Even before Game 6 tipped off, it seemed like Wednesday was going to be A Stephen Jackson Night. With his San Antonio Spurs facing elimination at the hands of the Oklahoma City Thunder, the man who once legendarily claimed to "make love to pressure" capped a pregame TNT interview with a confident jaw-jut/bobblehead-nod combo that'd make Kobe Bryant jealous, clearly eager for the moment as he headed back to warm up. Then he came out and started raining.
Captain Jack came off the San Antonio bench to coolly knock down four first-half 3-pointers, informing the TNT broadcast team that the Spurs weren't going anywhere, showcasing a Cheshire cat grin after finding the bottom of the net and telling anyone who'd listen how much fun he was having as he helped pace San Antonio to a 15-point halftime lead. Of course, as you know, all of it — that dominant moment, that 15-point lead, that grin — disappeared in what seemed like the blink of an eye.
OKC opened the second half with an 11-2 run to get within six at the 7:48 mark of the third quarter, followed that with a 19-12 spurt to take a lead with 1:39 left, and went into the fourth down just one point. From there, Scott Brooks' squad stormed to a 107-99 win, a 4-2 series victory, an NBA finals berth and perhaps the dawn of a new era of greatness.
Jackson was stellar in defeat, finishing with 23 points on just seven shots in 32 minutes. But in perhaps the cruelest irony for Spurs fans, the same thing that made them laugh early made them cry late — with San Antonio down 103-99 and in desperate need of a basket with 43 seconds remaining, Stack teed another one up from long range ... and came away with his first, and only, miss of the night.
After the game, Jackson held court with members of the media on the floor of the visiting locker room. There, he offered a succinct, accurate and quintessentially Jack description analysis of the evening's proceedings. From ESPN.com's Marc Stein:
"It sucks," Jackson said after the media crowd around him dispersed, not quite believing that his near-perfect evening didn't do more to stop the young-no-more Thunder from closing out the Western Conference finals.
"But those mother------s," Jackson quickly conceded, "were just better than us."

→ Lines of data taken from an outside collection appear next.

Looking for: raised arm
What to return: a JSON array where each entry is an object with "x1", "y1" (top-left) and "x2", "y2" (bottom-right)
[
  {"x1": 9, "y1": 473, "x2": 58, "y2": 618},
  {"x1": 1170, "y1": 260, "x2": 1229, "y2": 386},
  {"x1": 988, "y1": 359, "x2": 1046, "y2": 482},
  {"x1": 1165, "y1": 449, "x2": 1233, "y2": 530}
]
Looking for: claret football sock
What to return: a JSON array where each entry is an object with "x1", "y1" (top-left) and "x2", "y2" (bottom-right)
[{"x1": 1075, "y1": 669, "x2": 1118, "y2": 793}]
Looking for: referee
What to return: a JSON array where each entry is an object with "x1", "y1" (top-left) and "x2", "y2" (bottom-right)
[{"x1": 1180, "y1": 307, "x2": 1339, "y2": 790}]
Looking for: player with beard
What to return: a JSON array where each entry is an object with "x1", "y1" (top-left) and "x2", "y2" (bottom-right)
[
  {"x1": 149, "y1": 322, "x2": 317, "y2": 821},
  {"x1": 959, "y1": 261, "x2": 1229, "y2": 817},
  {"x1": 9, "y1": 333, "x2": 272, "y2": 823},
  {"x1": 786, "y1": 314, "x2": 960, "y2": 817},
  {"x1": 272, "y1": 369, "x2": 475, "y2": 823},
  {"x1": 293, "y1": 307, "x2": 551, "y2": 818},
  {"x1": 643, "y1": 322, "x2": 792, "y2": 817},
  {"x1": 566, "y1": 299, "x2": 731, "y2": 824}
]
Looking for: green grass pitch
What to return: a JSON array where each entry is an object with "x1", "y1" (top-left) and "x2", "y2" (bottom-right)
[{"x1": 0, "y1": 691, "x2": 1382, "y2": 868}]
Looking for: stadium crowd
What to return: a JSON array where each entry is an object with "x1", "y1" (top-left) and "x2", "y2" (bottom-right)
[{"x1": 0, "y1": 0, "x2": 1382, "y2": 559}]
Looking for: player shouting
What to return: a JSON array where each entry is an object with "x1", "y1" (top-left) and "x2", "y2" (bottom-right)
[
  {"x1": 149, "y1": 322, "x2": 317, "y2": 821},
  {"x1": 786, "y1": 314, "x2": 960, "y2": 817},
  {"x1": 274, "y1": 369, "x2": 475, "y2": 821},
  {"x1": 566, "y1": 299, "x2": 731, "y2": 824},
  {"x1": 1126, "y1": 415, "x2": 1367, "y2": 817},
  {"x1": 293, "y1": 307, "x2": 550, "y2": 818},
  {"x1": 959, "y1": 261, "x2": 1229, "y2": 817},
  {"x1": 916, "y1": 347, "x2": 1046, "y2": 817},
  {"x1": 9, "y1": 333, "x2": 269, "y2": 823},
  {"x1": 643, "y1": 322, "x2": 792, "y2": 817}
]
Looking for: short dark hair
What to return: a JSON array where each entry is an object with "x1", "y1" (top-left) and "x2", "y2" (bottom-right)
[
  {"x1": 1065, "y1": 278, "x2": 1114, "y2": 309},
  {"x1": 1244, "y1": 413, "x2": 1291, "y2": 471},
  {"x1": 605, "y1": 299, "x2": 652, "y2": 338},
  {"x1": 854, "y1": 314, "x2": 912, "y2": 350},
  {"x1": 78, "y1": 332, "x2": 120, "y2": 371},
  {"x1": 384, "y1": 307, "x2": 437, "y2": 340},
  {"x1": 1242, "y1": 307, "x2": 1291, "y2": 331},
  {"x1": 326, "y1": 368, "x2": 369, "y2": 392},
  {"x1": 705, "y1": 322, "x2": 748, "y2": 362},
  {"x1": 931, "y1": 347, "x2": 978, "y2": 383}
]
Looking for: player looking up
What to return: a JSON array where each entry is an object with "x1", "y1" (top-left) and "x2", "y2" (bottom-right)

I'm betting you can fill in those blanks without my help.
It's not the most flowery prose, but it's a pretty spot-on characterization. The Thunder turned in an offensive performance for the ages in this series, scoring an average of 110.4 points per 100 possessions — more than a point per possession better than their already stellar, second-best-in-the-NBA regular-season mark — during the six-game series win, according to NBA.com's statistical tool.
That mark — which included a sterling 57.2 percent True Shooting percentage, which measures shooting efficiency and takes into account field goals, 3-pointers and free throws (league average this season: 52.7 percent) and an even more ridiculous 61.6 percent TS% in second halves of games (thanks, ESPN.com's Zach Harper) — against a team that had not only won 18 straight games coming into the Western Conference finals, but had held the Utah Jazz and Los Angeles Clippers (lesser competition, to be sure, but still very efficient regular-season offenses) to just 95.3 points per 100 possessions in two postseason sweeps.
The numbers get even sicker if you look at just the last four games, which the Thunder swept after falling into an 0-2 hole to start the series. In putting the Spurs away, Oklahoma City averaged a scorching 112 points per 100 possessions on offense turning up the heat on , plus holding a Spurs offense that had been producing at a historically high rate over the course of its 20-game winning streak, to just 102.6-per-100. Over the course of the regular season, would have came in a tick below the scoring rate of the New Jersey Nets, who were not exactly an offensive juggernaut; they finished with the eighth-worst offense in the league, according to Basketball-Reference.com. Heading into this series, I didn't see how the Thunder would be able to slow that league-best San Antonio offense enough to outscore them four times. I was wrong; the Thunder did it by packing the paint, taking away Tony Parker's penetrate-and-kick game, working their tails off on pick-and-rolls, closing out hard on ball swings and making the Spurs' "don't think, just shoot" role players have to take an extra beat rather than simply firing. It was brilliant to watch.
The Oklahoma City Thunder were fantastic on both ends of the floor over the past four games, and that's why they're going to the NBA finals. Those mother------s were just better than the Spurs. Captain Jack recognizes real when he sees it; now, the whole basketball-watching world does, too.